8234160: ZGC: Enable optimized mitigation for Intel jcc erratum in C2 load barrier

Fri Feb 21 15:28:20 UTC 2020

Hi Vladimir,

On 2/20/20 10:34 AM, Vladimir Ivanov wrote:
> Hi Erik,
>
>>>> http://cr.openjdk.java.net/~eosterlund/8234160/webrev.01/
>>>
>>> Can x86-specific changes in output.cpp & node.hpp be moved to a 
>>> arch-specific location? x86.ad maybe?
>>
>> The node.hpp changes are just allowing a flag bit for the mitigation. 
>> I can't really move that code.
>> In output.cpp, I only have the hooks to the platform specific code in 
>> there. There are 3 hooks,
>> and I need them. The code that actually does something is in platform 
>> specific code though.
>
> You sprinkle platform-specific portions in shared code. What if you 
> remove new #ifdefs? As they are now, neither output.cpp/node.hpp 
> changes don't make any sense on non-x86 platforms and the #ifdefs add 
> unnecessary noise.
>
> We try to clean up existing occurrences of platform-specific code 
> (unfortunately, we have a long backlog) and avoid introducing new 
> cases unless it's inevitable. It favors genericity of shared code over 
> convenience and forces platforms to pay for capabilities/features 
> nobody else is using.

I do see your concern, and agree it is not nice with platform specific 
code in shared code. There needs to be some kind
of call from shared code to platform specific code though, as this is 
inherently platform specific.
It can take different forms, though, and try to reuse existing shared hooks.
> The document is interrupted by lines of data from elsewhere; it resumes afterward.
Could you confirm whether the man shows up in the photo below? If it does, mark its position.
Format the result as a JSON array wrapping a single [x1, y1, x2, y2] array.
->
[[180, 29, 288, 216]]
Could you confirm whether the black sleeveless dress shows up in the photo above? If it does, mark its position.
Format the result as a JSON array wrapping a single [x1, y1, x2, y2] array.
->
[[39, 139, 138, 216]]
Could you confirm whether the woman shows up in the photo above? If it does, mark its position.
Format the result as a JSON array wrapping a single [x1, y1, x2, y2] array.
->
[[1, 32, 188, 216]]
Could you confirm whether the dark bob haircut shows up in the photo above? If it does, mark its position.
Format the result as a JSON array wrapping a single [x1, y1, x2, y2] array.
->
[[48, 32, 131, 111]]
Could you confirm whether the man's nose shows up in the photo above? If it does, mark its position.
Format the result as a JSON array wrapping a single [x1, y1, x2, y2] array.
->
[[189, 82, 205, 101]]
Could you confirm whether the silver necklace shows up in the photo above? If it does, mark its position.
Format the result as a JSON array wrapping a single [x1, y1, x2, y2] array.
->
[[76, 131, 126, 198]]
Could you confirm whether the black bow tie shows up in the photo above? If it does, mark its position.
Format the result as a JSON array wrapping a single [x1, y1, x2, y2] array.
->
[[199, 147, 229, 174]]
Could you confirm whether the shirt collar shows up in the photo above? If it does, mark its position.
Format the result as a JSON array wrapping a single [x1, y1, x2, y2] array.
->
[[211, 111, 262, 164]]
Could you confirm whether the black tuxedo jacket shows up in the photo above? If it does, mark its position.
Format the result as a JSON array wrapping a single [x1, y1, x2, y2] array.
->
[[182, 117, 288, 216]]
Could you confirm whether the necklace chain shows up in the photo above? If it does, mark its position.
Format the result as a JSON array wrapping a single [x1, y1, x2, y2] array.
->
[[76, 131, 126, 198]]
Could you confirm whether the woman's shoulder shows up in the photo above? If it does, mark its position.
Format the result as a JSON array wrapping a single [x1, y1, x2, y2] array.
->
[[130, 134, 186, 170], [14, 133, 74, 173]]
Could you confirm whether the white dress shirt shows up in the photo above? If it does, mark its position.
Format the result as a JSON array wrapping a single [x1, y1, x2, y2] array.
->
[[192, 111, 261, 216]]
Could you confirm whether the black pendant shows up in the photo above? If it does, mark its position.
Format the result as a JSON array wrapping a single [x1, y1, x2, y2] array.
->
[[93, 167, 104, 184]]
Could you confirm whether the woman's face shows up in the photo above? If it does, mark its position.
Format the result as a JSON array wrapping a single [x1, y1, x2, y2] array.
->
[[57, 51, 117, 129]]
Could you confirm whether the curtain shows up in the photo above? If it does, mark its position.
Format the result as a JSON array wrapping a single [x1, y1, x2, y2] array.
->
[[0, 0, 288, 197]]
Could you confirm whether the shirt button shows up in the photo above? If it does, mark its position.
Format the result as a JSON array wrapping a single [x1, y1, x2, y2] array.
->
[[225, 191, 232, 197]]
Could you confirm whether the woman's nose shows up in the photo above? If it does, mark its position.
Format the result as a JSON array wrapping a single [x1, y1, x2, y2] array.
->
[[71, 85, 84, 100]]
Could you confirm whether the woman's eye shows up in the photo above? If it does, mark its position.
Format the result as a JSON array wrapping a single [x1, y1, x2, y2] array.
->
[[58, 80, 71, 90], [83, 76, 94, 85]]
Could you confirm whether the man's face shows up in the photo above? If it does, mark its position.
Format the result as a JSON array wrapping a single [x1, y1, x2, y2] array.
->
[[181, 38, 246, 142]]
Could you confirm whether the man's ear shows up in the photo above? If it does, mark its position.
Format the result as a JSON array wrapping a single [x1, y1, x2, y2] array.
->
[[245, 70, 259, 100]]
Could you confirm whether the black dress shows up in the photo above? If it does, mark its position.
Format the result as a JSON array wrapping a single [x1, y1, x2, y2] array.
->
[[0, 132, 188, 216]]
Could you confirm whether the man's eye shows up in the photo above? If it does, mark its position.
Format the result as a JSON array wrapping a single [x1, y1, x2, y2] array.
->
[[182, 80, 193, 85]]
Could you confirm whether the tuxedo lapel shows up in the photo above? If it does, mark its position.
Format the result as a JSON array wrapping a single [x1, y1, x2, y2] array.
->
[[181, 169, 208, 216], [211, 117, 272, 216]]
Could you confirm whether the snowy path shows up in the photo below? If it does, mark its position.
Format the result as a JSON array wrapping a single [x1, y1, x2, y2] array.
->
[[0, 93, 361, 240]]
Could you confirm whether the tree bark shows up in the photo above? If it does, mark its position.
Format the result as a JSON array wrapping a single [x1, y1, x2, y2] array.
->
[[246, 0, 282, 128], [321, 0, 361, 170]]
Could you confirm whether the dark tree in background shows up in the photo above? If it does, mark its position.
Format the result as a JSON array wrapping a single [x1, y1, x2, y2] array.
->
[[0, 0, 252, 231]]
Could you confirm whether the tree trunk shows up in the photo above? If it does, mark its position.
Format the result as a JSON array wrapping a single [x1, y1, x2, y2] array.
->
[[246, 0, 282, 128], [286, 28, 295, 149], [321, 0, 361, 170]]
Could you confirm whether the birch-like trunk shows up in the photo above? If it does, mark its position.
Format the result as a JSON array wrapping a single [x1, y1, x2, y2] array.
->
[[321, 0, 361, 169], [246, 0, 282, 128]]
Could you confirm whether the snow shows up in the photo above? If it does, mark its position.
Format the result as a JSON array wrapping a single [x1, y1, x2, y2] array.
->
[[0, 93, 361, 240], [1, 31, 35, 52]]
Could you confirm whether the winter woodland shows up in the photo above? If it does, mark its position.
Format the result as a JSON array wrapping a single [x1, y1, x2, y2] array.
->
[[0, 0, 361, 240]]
> I'll try to describe an alternative approach which doesn't require 
> intrusive changes in code emission phase.
>
> I'm looking at:
>
>  47 bool IntelJccErratum::is_jcc_erratum_branch(const Block* block, 
> const MachNode* node, uint node_index) {
>  48   if (node->is_MachCall() && !node->is_MachCallJava()) {
>  49     return true;
>  50   }
>  51   return node_index == block->number_of_nodes() - 1;
>  52 }
>
> ...
>
>  59 int IntelJccErratum::tag_affected_machnodes(Compile* C, PhaseCFG*
> ...
>  76         if (!m->is_MachReturn() && !m->is_MachCall()) {
>  77           // We might fuse a problematic jcc erratum branch with a 
> preceding
>  78           // ALU instruction - we must catch such problematic 
> macro fusions
>  79           // and flag the ALU instruction as problematic too.
>
> For Calls it's per-node property and macro-fusion is relevant only to 
> the last pair of nodes in the block.
>
> So, Calls can be covered by overriding relevant compute_padding() in 
> x86_64.ad.
>
> Regarding macro-fused pairs, I propose to cover them with a separate 
> pass: find all occurrences and insert a customized MachNopNode right 
> before each one. (It can be used to pad Call nodes as well to make the 
> implementation uniform.)
>
> The following code can be split between the pass itself (compute 
> instruction size):
>
>  97 int IntelJccErratum::compute_padding(uintptr_t current_offset, 
> const MachNode* mach, Block* block, uint index_in_block, 
> PhaseRegAlloc* regalloc) {
>  98   int jcc_size = mach->size(regalloc);
>  99   if (index_in_block < block->number_of_nodes() - 1) {
> 100     Node* next = block->get_node(index_in_block + 1);
> 101     if (next->is_Mach() && (next->as_Mach()->flags() & 
> Node::Flag_intel_jcc_erratum)) {
> 102       jcc_size += mach->size(regalloc);
> 103     }
> 104   }
> 105   if (jcc_size > largest_jcc_size()) {
> 106     // Let's not try fixing this for nodes that seem unreasonably 
> large
> 107     return false;
> 108   }
>
> and code emission (encapsulated into compute_offset() of the new node):
>
> 109   if (is_crossing_or_ending_at_32_byte_boundary(current_offset, 
> current_offset + jcc_size)) {
> 110     return int(align_up(current_offset, 32) - current_offset);
> 111   } else {
> 112     return 0;
> 113   }
> 114 }
>
> (Padding invariant can be asserted as part of the pass when computing 
> instruction sizes.)
>
> Also, it doesn't require mach nodes to be marked since important 
> information is reified in the IR as a node.
>
> Both the pass and the node can be put in x86-specific location and 
> surfaced into shared code on Matcher as a flag and a method 
> declaration with platform-dependent implementations (empty except 
> x86). (It's a standard way to perform platform-specific operations on 
> mach IR.) The pass can be run before Compile::Output().
>
> (PS: another idea is to repurpose peephole transformation and 
> introduce rules for macro-fused pairs, but it looks like it would 
> require much more changes.)

There are indeed different ways of hooking it up. I have 3 hooks:

1) Perform platform-specific analysis (combined with additions to 
initial blob size)
2) Perform platform-specific padding during code emission when the 
position of things is fixed and sizes are accurate and not estimated
3) Perform platform-specific conservative code size estimation for 
branch shortening (before we know actual sizes), allowing branch 
shortening to still take place

The approach you describe seems to be (roughly):
1) Perform platform-specific analysis, injecting a new special nop mach node
2) Perform platform-specific padding during code emission (yet hidden 
behind shared-looking compute_padding hooks)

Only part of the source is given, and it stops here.